C'est la question des diplômes. Ce sont des professions libérales.
Eh bien, moi je le déclare, la profession que je regarde comme la première de toutes, en matière de professions libérales, c'est l'agriculture, et on l'exclut systématiquement du scrutin.
Pour les Chambres, toutes les professions, en Belgique, arrivent à l'urne électorale, même celles qui, comme le disait l'honorable M. Dolez ou l'honorable M. Devaux, amènent des résultats immoraux, une seule excepté l'agriculture.
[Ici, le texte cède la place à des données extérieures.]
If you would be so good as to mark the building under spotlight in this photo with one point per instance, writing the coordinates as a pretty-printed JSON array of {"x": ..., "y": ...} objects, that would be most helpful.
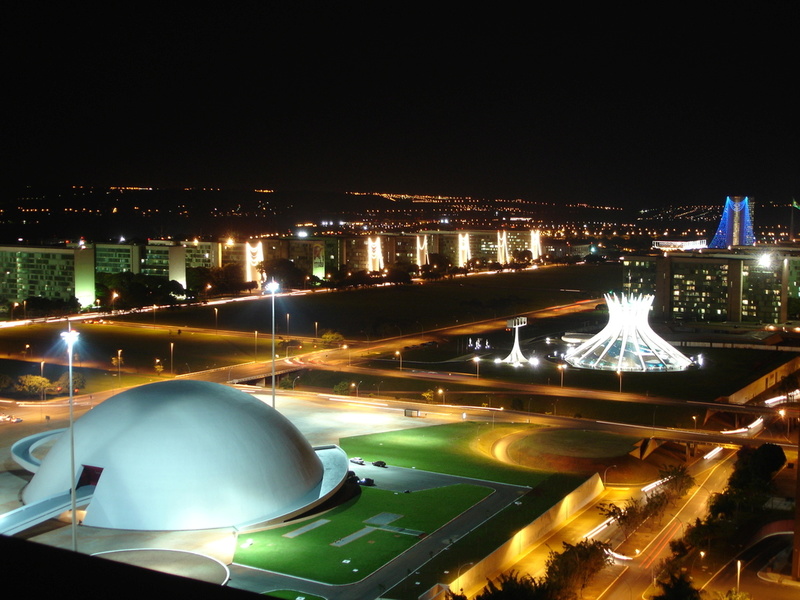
[
  {"x": 736, "y": 225},
  {"x": 627, "y": 343}
]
Pas un seul fermier n'arrive à être électeur, à moins qu'il ne soit propriétaire. Il n'est donc électeur qu'à raison de la propriété, et l'agriculteur est exclu du vote.
Je parle ici pour les élections générales. Je sais que, pour la commune, il y a une partie de la contribution qui lui compte. C'est l'amendement que j'ai présenté en 1836.
Que signifient ces diplômes, messieurs ? C'est, encore une fois, le privilège, et la Constitution tout entière repousse le privilège.
- Plusieurs membres. - A demain.
- D'autres membres. - Non, non, parlez.
M. Dumortier. - Je déclare, messieurs, que quant à moi, il m'est impossible de donner mon assentiment ni à la proposition de l'honorable M. Guillery, ni à l'amendement de l'honorable M. Nothomb, ni au système de l'honorable M. Couvreur, ni au projet du gouvernement.
Ce que je désire, c'est que, dans les circonstances où nous sommes, le projet, tous ces amendements et tous ceux que je proposerai moi-même, soient renvoyés à la section centrale pour qu'elle vous fasse un rapport l'an prochain, quand les nuages qui s'amoncellent à l'horizon seront dissipés. Je crois qu'en agissant ainsi nous ferons une œuvre patriotique et sage.
- La séance est levée à 4 3/4 heures.